Auf dem Schlosse war große Gesellschaft; viele Gäste aus der Umgegend und der Hauptstadt waren da; zahlreiche Damen, mit und ohne Geschmack gekleidet. In dem großen Saale wimmelte es von Menschen. In einer Ecke standen die Pfarrer der Umgegend, es sah fast aus, als ob ein Begräbnis stattfinden sollte, allein es war ein Freudenfest, es war nur noch nicht ordentlich in Gang gekommen.
In erster Linie sollte musiziert werden, und deshalb hatte der junge Baron seine Weidenpfeife mitgebracht, aber alle seine Versuche, darauf zu blasen, waren vergeblich, er konnte keinen Ton hervorbringen, ebensowenig als sein Papa; die Pfeife taugte also nichts.
Nun ließ sich Musik und Gesang vernehmen, natürlich in der Weise, wie es den ausübenden Künstlern selbst am besten gefiel; übrigens wurde ganz hübsch musiziert.

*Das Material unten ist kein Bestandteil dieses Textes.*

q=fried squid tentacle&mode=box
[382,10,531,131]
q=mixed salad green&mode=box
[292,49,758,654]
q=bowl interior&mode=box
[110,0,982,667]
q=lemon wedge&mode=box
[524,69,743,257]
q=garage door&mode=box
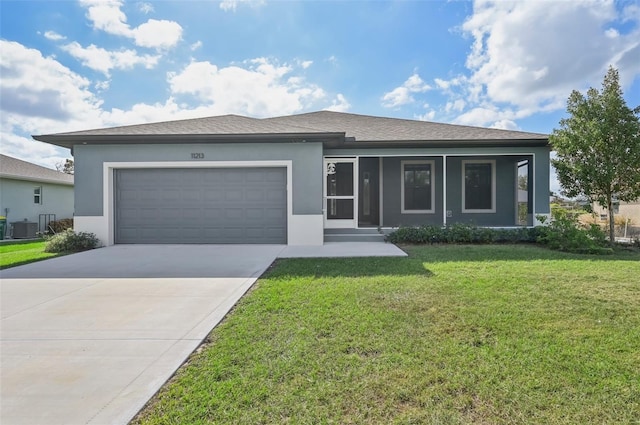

»Sie sind ebenfalls ein Virtuose, wie ich höre«, sagte ein Kavalier, der ganz das Kind seiner Eltern war, zu dem Pfarrerssohn, »Sie blasen die Flöte und schneiden solche auch selbst. Ja, das Genie ist es, das alles beherrscht. Ihm gebührt der Ehrenplatz. Lieber Gott, ich schreite immer mit der Zeit vorwärts, und das soll man ja auch! Nicht wahr, Sie werden uns alle mit diesem kleinen Instrument entzücken?« Damit überreichte er ihm die Flöte, die von dem Weidenbaume unter der Wasserpfütze geschnitten war, und verkündigte dann laut und vernehmlich, daß der Hauslehrer ein Solo auf der Flöte vortragen werde.
Der Hauslehrer verstand recht wohl, daß man sich nur über ihn lustig machen wollte, deshalb weigerte er sich auch, zu blasen, obgleich er es ausgezeichnet verstand, aber man drang in ihn und nötigte ihn, so daß er schließlich die Flöte an den Mund setzte.
Das war eine merkwürdige Flöte! Ein Ton erklang, so lange aushaltend, wie der Pfiff einer Lokomotive, nur noch viel schriller. Er klang über das ganze Gehöft, über Park und Wald und meilenweit in das Land hinein, und gleichzeitig mit dem Flötenton erhob sich ein Sturmwind, der brauste überlaut: »Alles am rechten Platze!« – und da flog der Papa wie vom Winde getragen aus dem Schlosse hinaus und gerade in das Haus des Viehhirten hinein. Der Viehhirt dagegen flog – zwar nicht in den Saal hinein, dahin konnte er nicht kommen – nein, in das Gesindezimmer hinein, mitten unter die feine Dienerschaft, die in seidenen Strümpfen umherstolzierte, und die hochmütigen Gesellen waren wie vom Schlage gerührt, als sie sahen, daß eine so geringe Person sich mit ihnen zu Tische zu setzen wagte.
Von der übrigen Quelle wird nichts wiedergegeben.